Metric GET Test POST Test
-------------------------------------- --------- ---------
Active Clients 10 10
Throughput OK (req/sec) 287 90
Throughput KO (req/sec) 0 0
Response Time Min. (msec) 4 22
Response Time Mean (msec) 32 109
Container Count 1 1
Container CPU (% allocation) 99 37
Container Memory RSS (% allocation) 68 69
Container Network RX (KB/s) 297 279
Container Network TX (KB/s) 444 234
Logged Errors 0 0
Threads
Running ps on the EKS host we can find the process id of the java application to investigate. An alternative way of doing this using ctr can be found here.
$ ps -afe | grep java
185 4976 2966 0 Jan10 ? 00:47:41 java -Djava.util.logging.manager=org.jboss.logmanager.LogManager -jar -quarkus-run.jar
root 4165123 4164704 0 07:56 pts/0 00:00:00 grep --color=auto java
Using top we can see details about the threads the process is running and their CPU time. The -d flag can be used to set a delay between screen updates and the number of updates configured with -n. The -b flag can be used to output to a file for offline analysis.
$ top -H -p 4976 -d 300 -n 3 -b > top-output.txt
The output below shows a 5 minute summary when the system was under maximum load during a GET test. %CPU shows the tasks share of CPU time since the last update. The java process is using almost all of the CPU allocation for the container (CPU limit is 500 millicores, 25% CPU) and the most active threads are executor-thread, VM Thread and vert.x-eventloop threads. The executor thread and event-loop threads are processing application requests and VM thread is most likely performing garbage collection. There are 11 executor threads running, approximately 1 per active client. NOTE: only threads with %CPU greater than 0 are listed.

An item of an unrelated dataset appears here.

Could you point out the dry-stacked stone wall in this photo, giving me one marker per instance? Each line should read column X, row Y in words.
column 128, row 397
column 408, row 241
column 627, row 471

top - 11:05:12 up 18:00, 0 users, load average: 1.85, 1.81, 1.49
Threads: 34 total, 10 running, 24 sleeping, 0 stopped, 0 zombie
%Cpu(s): 24.1 us, 3.2 sy, 0.0 ni, 71.6 id, 0.0 wa, 0.0 hi, 1.1 si, 0.0 st
KiB Mem : 3908232 total, 170604 free, 1408528 used, 2329100 buff/cache
KiB Swap: 0 total, 0 free, 0 used, 2322292 avail Mem
PID USER PR NI VIRT RES SHR S %CPU %MEM TIME+ COMMAND
341304 185 20 0 2779060 249384 19832 R 4.0 6.4 0:26.13 executor-thread
331916 185 20 0 2779060 249384 19832 R 3.9 6.4 0:50.30 executor-thread
342982 185 20 0 2779060 249384 19832 S 3.9 6.4 0:21.12 executor-thread
331645 185 20 0 2779060 249384 19832 S 3.8 6.4 0:49.09 executor-thread
342254 185 20 0 2779060 249384 19832 R 3.8 6.4 0:23.33 executor-thread
345262 185 20 0 2779060 249384 19832 S 3.8 6.4 0:14.70 executor-thread
342255 185 20 0 2779060 249384 19832 R 3.7 6.4 0:23.00 executor-thread
338001 185 20 0 2779060 249384 19832 R 3.6 6.4 0:33.54 executor-thread
331222 185 20 0 2779060 249384 19832 R 3.3 6.4 0:46.87 executor-thread
330952 185 20 0 2779060 249384 19832 R 2.9 6.4 0:47.67 executor-thread
4683 185 20 0 2779060 249384 19832 R 2.8 6.4 0:38.15 VM Thread
347967 185 20 0 2779060 249384 19832 R 2.2 6.4 0:06.50 executor-thread
4773 185 20 0 2779060 249384 19832 R 1.7 6.4 0:34.86 vert.x-eventloo
4772 185 20 0 2779060 249384 19832 R 1.7 6.4 0:34.09 vert.x-eventloo
349398 185 20 0 2779060 249384 19832 R 1.1 6.4 0:03.31 executor-thread
4692 185 20 0 2779060 249384 19832 R 0.3 6.4 0:04.12 Notification Th
The output below shows a 5 minute summary when the system was under maximum load during a POST test. The snapshot shows a different profile to the GET test. As before, the event loop, executor and VM threads are the most active out of the entire set, however, the executor threads are on CPU for significantly less time and the vert.x-eventloop thread is on CPU significantly more time, for one of the threads. The total thread count is similar, but the process ids of all the executor threads are different indicating they are created on demand. When the snapshot was taken all threads are in an interruptible sleep state.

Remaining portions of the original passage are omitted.